Just finished planting 12 food plots.

Eight 5 acre plots of sorghum & millet mixed

500# Grain Sorghum $275.00
300# Siberian Millet $144.00

Four 5 acre plots of corn

5 Bushels corn seed $167.50

Diesel Fuel

312 gallons $437.00

New tree planting started

600 Rocky Mountain Juiper
150 Chokecherry
150 Plum
100 Red Osier Dogwood $478.00
50 Sargeant Crab
50 Caragana

Seeing a hen pheasant on a nest with 17 eggs, in a tree planting you have personally planted, watered, and cultivated, PRICELESS!!!

There are an unbelievable amount of deer out there again this year.


----------



## Miller (Mar 2, 2002)

How many acres do you manage? It appears you've been doing this for awhile, very well done.


----------



## tmorrie (Apr 1, 2002)

Nice work RedLabel,

Our land finally dried out enough to work it up and plant 5 acres of (Sunflower, Sorghum, Millet & buckwheat mix) on June 20 . Wanted to plant another 5 acres which was in a small grain mix (oats, barley, millet)last year, but the 3 point on the rental tractor was broken so we couldn't work the disc through it.
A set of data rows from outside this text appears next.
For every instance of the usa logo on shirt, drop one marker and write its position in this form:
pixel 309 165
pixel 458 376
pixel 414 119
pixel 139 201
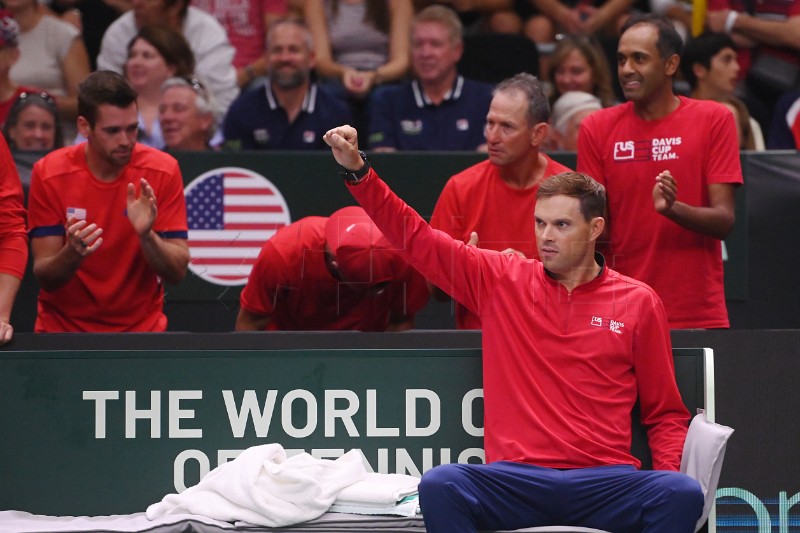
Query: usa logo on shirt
pixel 231 213
pixel 607 323
pixel 78 213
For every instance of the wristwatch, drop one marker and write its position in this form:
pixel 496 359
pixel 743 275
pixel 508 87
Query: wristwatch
pixel 357 175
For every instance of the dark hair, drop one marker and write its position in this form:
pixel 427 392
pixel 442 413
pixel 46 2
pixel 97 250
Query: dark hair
pixel 669 41
pixel 377 14
pixel 591 51
pixel 172 46
pixel 592 195
pixel 183 3
pixel 702 50
pixel 291 20
pixel 103 87
pixel 25 100
pixel 528 85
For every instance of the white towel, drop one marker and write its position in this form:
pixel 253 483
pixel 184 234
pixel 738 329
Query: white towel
pixel 406 507
pixel 264 487
pixel 378 489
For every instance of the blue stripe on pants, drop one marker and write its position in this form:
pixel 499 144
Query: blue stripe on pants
pixel 504 495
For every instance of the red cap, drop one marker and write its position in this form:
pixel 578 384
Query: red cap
pixel 361 252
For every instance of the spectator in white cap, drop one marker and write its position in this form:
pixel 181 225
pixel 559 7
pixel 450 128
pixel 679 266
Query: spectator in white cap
pixel 568 112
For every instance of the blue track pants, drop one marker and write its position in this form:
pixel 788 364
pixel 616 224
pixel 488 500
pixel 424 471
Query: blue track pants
pixel 461 498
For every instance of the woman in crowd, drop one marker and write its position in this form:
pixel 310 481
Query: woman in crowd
pixel 360 43
pixel 578 64
pixel 9 54
pixel 53 56
pixel 33 124
pixel 155 54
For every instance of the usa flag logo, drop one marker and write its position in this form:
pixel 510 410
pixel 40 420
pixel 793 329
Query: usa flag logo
pixel 231 213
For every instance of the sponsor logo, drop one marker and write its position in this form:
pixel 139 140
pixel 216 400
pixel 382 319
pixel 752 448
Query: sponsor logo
pixel 78 213
pixel 261 135
pixel 411 127
pixel 606 323
pixel 231 213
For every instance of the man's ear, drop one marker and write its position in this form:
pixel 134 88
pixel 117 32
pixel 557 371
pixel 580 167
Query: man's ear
pixel 539 133
pixel 597 225
pixel 673 62
pixel 699 71
pixel 83 127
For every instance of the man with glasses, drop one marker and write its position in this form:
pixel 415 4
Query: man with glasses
pixel 107 221
pixel 491 204
pixel 187 115
pixel 335 273
pixel 13 240
pixel 291 112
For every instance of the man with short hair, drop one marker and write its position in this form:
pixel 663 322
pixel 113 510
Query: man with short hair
pixel 671 167
pixel 107 221
pixel 494 199
pixel 291 112
pixel 767 34
pixel 187 115
pixel 212 51
pixel 331 273
pixel 709 65
pixel 439 109
pixel 568 347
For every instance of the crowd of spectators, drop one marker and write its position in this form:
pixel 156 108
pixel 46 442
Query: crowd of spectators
pixel 365 51
pixel 278 74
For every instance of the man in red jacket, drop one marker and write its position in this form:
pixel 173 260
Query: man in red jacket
pixel 568 347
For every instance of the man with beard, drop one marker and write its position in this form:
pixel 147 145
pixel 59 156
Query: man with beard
pixel 439 109
pixel 107 221
pixel 671 166
pixel 290 112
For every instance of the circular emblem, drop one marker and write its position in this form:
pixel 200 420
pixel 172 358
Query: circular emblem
pixel 231 213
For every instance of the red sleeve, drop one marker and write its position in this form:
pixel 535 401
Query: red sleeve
pixel 717 5
pixel 467 273
pixel 275 7
pixel 590 158
pixel 413 295
pixel 13 237
pixel 662 410
pixel 171 204
pixel 724 165
pixel 447 213
pixel 44 208
pixel 258 295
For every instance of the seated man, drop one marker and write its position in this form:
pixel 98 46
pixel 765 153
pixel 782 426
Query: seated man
pixel 439 109
pixel 292 112
pixel 107 220
pixel 490 204
pixel 187 115
pixel 331 273
pixel 568 347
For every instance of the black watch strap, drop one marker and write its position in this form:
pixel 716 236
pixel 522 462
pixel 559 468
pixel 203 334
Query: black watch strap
pixel 358 175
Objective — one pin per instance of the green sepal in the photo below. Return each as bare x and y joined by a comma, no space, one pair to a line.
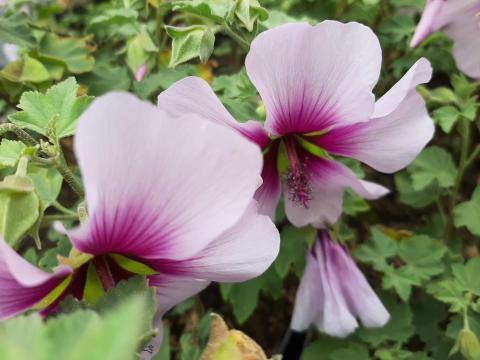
133,266
93,286
54,294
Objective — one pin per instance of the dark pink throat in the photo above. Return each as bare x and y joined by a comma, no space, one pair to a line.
297,178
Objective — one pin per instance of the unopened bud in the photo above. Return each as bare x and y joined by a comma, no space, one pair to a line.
468,345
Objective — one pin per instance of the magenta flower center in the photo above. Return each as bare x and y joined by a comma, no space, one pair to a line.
297,178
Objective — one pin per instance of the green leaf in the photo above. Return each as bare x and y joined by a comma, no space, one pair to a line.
188,348
401,279
352,352
422,255
48,183
26,69
213,9
411,197
138,286
71,52
14,30
446,117
450,292
292,251
249,12
463,87
190,42
106,77
114,22
58,108
81,335
354,204
138,48
377,250
244,296
19,208
467,275
324,347
10,152
468,213
398,329
433,164
62,247
154,83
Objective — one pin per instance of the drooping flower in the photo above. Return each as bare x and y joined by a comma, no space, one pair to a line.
316,84
141,72
333,292
162,201
460,19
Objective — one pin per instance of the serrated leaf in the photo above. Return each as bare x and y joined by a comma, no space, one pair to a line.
26,69
48,183
446,117
10,152
213,9
249,12
467,275
411,197
137,50
59,108
138,286
423,255
377,250
433,164
354,204
106,77
352,352
19,210
398,329
244,296
292,251
468,213
190,42
81,335
14,30
71,52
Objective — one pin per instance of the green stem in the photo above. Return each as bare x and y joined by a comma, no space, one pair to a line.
68,175
52,218
63,209
465,160
21,134
238,39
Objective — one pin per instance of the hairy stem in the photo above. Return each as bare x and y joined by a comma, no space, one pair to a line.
68,175
22,135
464,162
244,44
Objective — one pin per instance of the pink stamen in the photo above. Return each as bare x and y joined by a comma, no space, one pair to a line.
297,179
104,272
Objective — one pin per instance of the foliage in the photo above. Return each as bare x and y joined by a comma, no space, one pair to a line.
417,247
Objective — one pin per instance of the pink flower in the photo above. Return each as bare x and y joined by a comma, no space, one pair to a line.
158,193
333,293
316,84
460,19
141,72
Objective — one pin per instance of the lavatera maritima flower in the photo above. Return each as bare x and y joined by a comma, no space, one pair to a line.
333,292
171,198
460,19
316,83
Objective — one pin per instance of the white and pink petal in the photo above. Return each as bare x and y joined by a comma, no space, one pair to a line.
193,95
22,284
157,187
399,129
241,253
328,181
312,77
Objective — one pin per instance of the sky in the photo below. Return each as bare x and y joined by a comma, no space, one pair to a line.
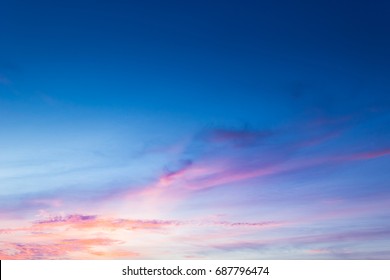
194,129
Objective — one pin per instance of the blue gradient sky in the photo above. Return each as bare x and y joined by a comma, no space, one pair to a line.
194,129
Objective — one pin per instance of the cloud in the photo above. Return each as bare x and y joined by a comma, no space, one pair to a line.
92,248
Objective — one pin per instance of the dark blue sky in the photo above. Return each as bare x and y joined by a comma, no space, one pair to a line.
238,114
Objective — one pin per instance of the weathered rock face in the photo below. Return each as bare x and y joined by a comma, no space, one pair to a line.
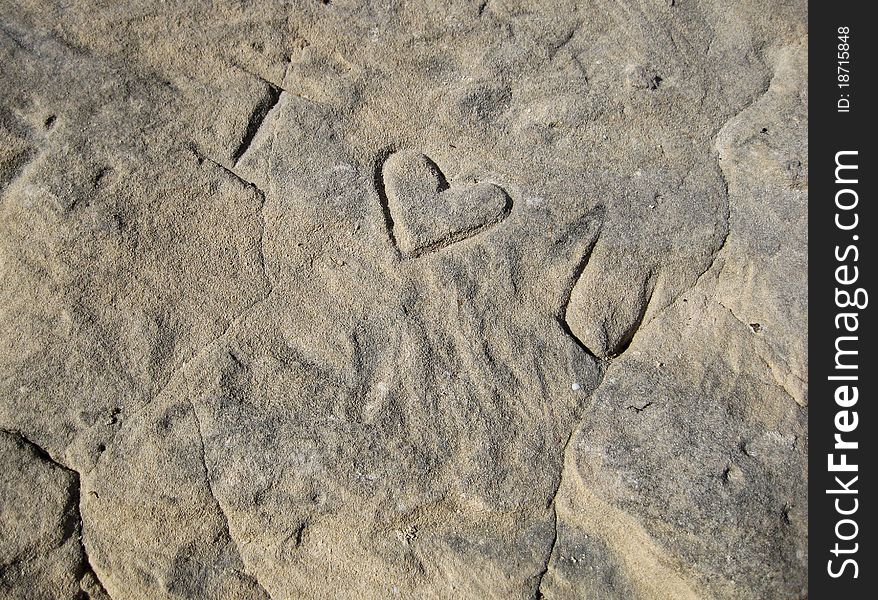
417,300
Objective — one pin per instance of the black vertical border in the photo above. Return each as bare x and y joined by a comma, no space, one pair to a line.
829,132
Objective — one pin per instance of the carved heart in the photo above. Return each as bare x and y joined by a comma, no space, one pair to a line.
427,214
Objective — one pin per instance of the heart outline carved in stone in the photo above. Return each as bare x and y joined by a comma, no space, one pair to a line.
424,213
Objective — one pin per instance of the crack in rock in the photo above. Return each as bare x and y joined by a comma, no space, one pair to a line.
85,567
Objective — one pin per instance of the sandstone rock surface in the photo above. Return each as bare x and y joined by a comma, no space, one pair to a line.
427,299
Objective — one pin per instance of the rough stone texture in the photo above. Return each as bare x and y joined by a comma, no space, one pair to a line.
420,300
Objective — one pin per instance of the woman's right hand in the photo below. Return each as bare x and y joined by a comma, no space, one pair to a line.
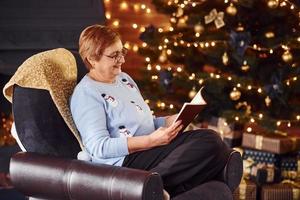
164,135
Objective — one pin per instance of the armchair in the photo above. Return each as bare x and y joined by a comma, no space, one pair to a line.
48,170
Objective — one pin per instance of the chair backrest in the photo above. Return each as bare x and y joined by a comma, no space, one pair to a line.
39,125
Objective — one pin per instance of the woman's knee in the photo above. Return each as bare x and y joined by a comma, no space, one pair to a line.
209,137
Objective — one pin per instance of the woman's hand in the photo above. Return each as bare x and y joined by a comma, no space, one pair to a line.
170,119
164,135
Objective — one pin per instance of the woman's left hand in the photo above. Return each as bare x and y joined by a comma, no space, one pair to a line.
170,119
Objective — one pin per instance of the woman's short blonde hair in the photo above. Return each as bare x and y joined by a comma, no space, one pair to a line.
94,40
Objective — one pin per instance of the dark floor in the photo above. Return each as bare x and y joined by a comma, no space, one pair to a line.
8,193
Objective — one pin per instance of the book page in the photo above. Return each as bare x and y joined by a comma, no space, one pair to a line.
190,110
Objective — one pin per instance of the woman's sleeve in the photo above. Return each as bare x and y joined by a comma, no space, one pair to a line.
90,118
159,122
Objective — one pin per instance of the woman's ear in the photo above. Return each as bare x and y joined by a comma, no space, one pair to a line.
91,61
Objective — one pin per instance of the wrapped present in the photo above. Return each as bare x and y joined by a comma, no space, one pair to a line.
290,167
275,143
230,133
287,190
246,191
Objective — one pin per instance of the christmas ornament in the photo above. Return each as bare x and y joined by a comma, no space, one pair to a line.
192,93
216,17
235,94
287,56
268,101
231,10
244,105
225,59
163,56
181,22
180,12
273,4
239,41
198,28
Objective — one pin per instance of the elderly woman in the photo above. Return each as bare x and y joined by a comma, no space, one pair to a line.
117,126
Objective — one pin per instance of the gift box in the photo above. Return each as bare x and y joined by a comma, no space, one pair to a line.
282,191
290,167
230,133
246,191
274,143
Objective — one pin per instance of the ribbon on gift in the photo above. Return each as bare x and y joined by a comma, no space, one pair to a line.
216,17
259,141
242,189
295,189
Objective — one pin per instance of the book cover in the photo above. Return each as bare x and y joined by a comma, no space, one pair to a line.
190,110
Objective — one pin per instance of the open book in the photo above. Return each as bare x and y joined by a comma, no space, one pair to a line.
190,110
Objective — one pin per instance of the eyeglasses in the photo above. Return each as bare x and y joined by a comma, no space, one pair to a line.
118,55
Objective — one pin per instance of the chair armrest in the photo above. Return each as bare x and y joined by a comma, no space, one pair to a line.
49,177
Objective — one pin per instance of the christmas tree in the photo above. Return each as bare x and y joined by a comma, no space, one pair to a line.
245,53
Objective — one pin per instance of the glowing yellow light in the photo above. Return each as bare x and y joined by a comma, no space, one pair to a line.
123,5
116,23
127,45
107,15
278,123
136,7
135,26
142,29
259,90
154,77
295,78
135,48
149,67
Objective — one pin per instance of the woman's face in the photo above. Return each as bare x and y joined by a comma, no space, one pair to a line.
109,65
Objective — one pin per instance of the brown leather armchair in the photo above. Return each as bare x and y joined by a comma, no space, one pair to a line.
49,169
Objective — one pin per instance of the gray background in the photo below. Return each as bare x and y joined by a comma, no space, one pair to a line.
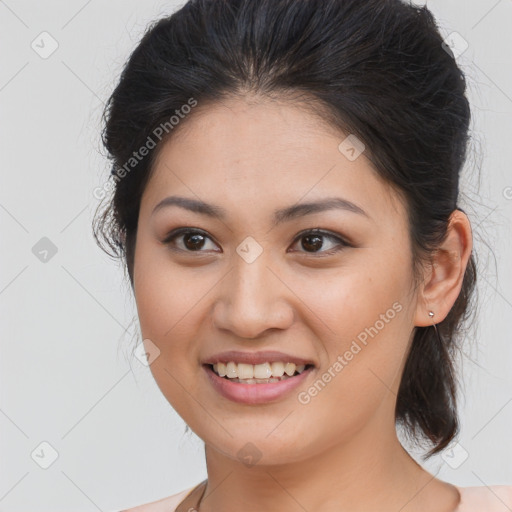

Might try to still work it up when it dries out again, but not sure what to plant this late in the year? This small grain mix was left unharvested and still has alot of seed left, so I was hoping that lightly discing it would allow it to come back decent this year?

We also added another row (160 Sea Buckthorn) to one of our tree plantings.


----------



## redlabel (Mar 7, 2002)

You may still be able to try millet. I'm planning on broadcasting a llittle around the edges of the corn plot next week.

I've thought about Seabuckthorn but not tried it. Do you have it anywhere else? I see the nursery in Towner has it so will take a look at it for next year.


----------



## tmorrie (Apr 1, 2002)

I actually have some left over millet from last year, so maybe I'll give that a shot, thanks for the feedback.

The Sea Buckthorn I've planted has been planted in the last 1-3 years in our saline and lower/wet areas and seem to be doing well. Since planting them I've talked to some people who say Russian olive and Sea Buckthorn are good, but shorter lived and not quite as good as plums, chokecherries, crabs, honeysuckly, lilac & hawthorne.

The land we have is in western Cass county, what part of the state are you working in?


----------